All-In #EntellaAvellino: Ventola, la voglia di emergere

All-In #EntellaAvellino: Ventola, la voglia di emergere

Una scommessa particolare ma che a questo punto della stagione c’è tutta

Ultima trasferta stagionale in vista per l’Avellino di mister Attilio Tesser. I lupi saranno di scena in quel di Chiavari, contro l’Entella di Aglietti che tenterà di agganciare il treno playoff. Sarà un Avellino con la testa sgombra quello che si presenterà in Liguria. Il punto ottenuto con il Como, infatti, ha permesso ai biancoverdi di centrare la salvezza con due turni di anticipo. Logico pensare che gli stimoli dei biancoverdi saranno decisamente inferiori rispetto a quelli di Caputo e compagni. L’Avellino, però, è voglioso di fare la propria partita. La testa sgombra non sarà un limite, ma un vantaggio. I biancoverdi, liberi finalmente dall’ansia del risultato, potranno giocare con la massima tranquillità e spensieratezza. Sarà doveroso farlo, anche perché il destino ha voluto proprio l’undici di Tesser come giudice nella corsa playoff: sabato l’Entella e il 20 il Cesena.

Chi vuole i playoff deve battere i lupi. Ecco perché i biancoverdi, per la regolarità massima del campionato, non faranno sconti. Proveranno a fermare i liguri nonostante l’emergenza a centrocampo e i dubbi in difesa. Davanti non ce la fa Tavano. Spazio a Castaldo-Joao Silva. A proposito di stimoli, proprio in attacco i lupi hanno un calciatore che di voglia ne avrebbe da vendere: si tratta di Enrico Ventola.

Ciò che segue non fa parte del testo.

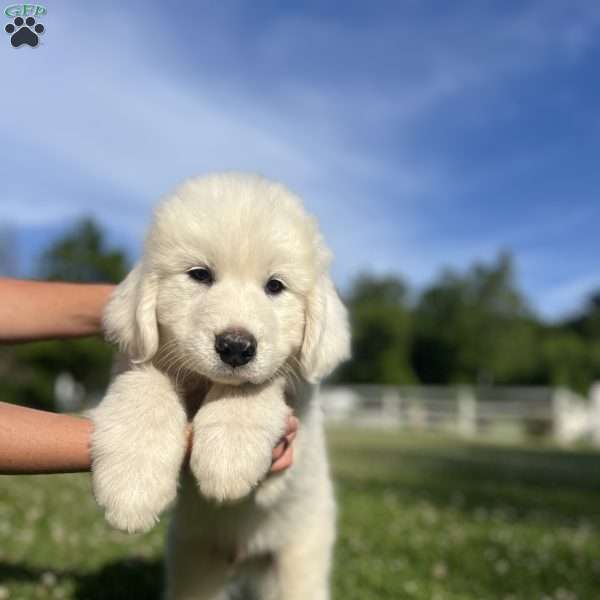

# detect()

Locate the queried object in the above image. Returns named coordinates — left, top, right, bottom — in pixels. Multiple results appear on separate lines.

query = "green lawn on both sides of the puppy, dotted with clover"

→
left=0, top=430, right=600, bottom=600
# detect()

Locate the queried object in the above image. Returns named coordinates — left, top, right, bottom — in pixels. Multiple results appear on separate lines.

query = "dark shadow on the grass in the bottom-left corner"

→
left=0, top=559, right=163, bottom=600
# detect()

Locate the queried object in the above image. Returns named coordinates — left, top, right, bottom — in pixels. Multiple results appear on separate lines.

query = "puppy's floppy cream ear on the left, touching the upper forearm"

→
left=103, top=263, right=158, bottom=363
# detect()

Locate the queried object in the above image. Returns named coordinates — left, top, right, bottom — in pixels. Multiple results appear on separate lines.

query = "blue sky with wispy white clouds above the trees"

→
left=0, top=0, right=600, bottom=318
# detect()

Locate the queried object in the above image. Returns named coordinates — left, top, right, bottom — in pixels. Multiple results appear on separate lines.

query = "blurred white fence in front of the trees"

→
left=321, top=384, right=600, bottom=445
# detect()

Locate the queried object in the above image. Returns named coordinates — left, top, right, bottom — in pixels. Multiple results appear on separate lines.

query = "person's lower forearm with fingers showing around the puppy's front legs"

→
left=0, top=402, right=298, bottom=475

Il giovane attaccante classe ’97 (ex capitano della Primavera) sarà alla sua quarta convocazione consecutiva: l’obiettivo salvezza raggiunto, l’impegno mostrato in allenamento e la stima di mister Tesser potrebbero finalmente regalargli l’emozione dell’esordio in cadetteria. E chissà che in Ventola l’Avellino non possa finalmente trovare un gioiello grezzo su cui lavorare. Tutte le altre squadre di B pescano spesso dalla Primavera. Ai lupi non capita mai. Il giovane casertano, aggregato da gennaio alla prima squadra e autore di due reti e due assist in diciassette presenze con la Primavera, ha tanta voglia di mettersi in mostra. E di duettare magari con il suo idolo, quel Roberto Insigne che lo accompagna tutti i giorni agli allenamenti. I due in campo parlano la stessa lingua. La speranza è che Tesser ci faccia vedere già a Chiavari il talento del giovane Ventola. Sperando sia la volta giusta: l’Avellino deve poter attingere anche dal proprio settore giovanile.